Essentially NI will be within the UK and EU VAT system but also a part of the EU Customs Territory. The intention is that goods should move between NI and the rest of the UK as well as between NI and the Republic of Ireland without border checks, declarations or tariffs. However, this is proving difficult for all parties to accept and negotiations are ongoing about what declarations may be required and where goods are at risk of moving from the UK to the EU through NI, what mechanisms are in place to collect import duties and repay it should the goods remain in NI.
Given the impact this is going to have on NI businesses the government has set up the Trader Support Service (TSS) which will give the most up to date guidance for both NI and GB businesses, I would recommend going to the TSS website https://www.tradersupportservice.co.uk/tss for the latest information. The TSS is also going to help complete all customs and safety and security declarations for NI businesses moving goods from GB to NI. If you are going to be importer of record you will need an XI EORI number and may need to prefix your GB VAT number with XI if you are then selling goods to EU customers.

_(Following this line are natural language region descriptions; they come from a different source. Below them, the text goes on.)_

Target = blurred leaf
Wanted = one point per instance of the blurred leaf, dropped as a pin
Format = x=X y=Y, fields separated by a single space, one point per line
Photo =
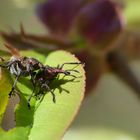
x=132 y=12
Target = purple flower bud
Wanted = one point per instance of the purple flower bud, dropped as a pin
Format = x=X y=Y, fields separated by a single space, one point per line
x=100 y=21
x=58 y=15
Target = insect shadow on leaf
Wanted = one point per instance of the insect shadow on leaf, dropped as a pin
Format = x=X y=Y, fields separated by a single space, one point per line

10. Are there any other oddities that are worth noting following the end of the transitional period?
Clearly there will be many changes for most businesses, especially those involved in the movement of goods into and out of the UK which many traders have not come across before. Some of the more unexpected effects are listed below:
VAT registrations in the EU may take longer than expected to be processed and whilst some Member States allow a registration to be backdated, others will only be effective from the date the application is processed. This can cause issues with goods imported prior to registration and potential sticking VAT costs. This may have an impact on your decision of where to register in the EU.
Non-established businesses may not be able to apply for UK deferment accounts. Although they may be entitled to use their customs agent or freight forwarders’ account this will come at a cost and will need to consider the impact on their sales price and profit margins.
Provision of intermediary supplies of certain financial transactions or insurance. For these specified supplies, intermediaries have been entitled to recover input VAT incurred on costs associated with the making of such supplies to customers based outside the EU even though such supplies made within the UK were exempt from VAT. However, no input VAT is recoverable on such supplies to customers based within the EU VAT territory. From 1 January 2021, VAT on costs will be recoverable on costs associated with these specified supplies when made to customers based anywhere outside the UK. Whilst the VAT on costs related to such supplies to customers based within the UK will remain irrecoverable, this will represent a significant and welcomed change to businesses in the financial and insurance intermediary sector.
The application of EU VAT law. Up until 31 December 2020 and for any formal appeals processed started prior to this date, case law decisions (even if issued after 31 December 2020) will continue to have direct effect on the application of UK VAT law. However, for appeals commencing from 1 January 2021 (even if relating to activities carried out prior to this date) they will not be bound by EU case law, although the EU decisions will remain persuasive. This means that although it is unlikely UK court decisions will largely change their approach, it is possible UK courts may decide on an alternative approach to those taken in EU courts, particularly as the UK begins drafting UK legislation where authorised to do so.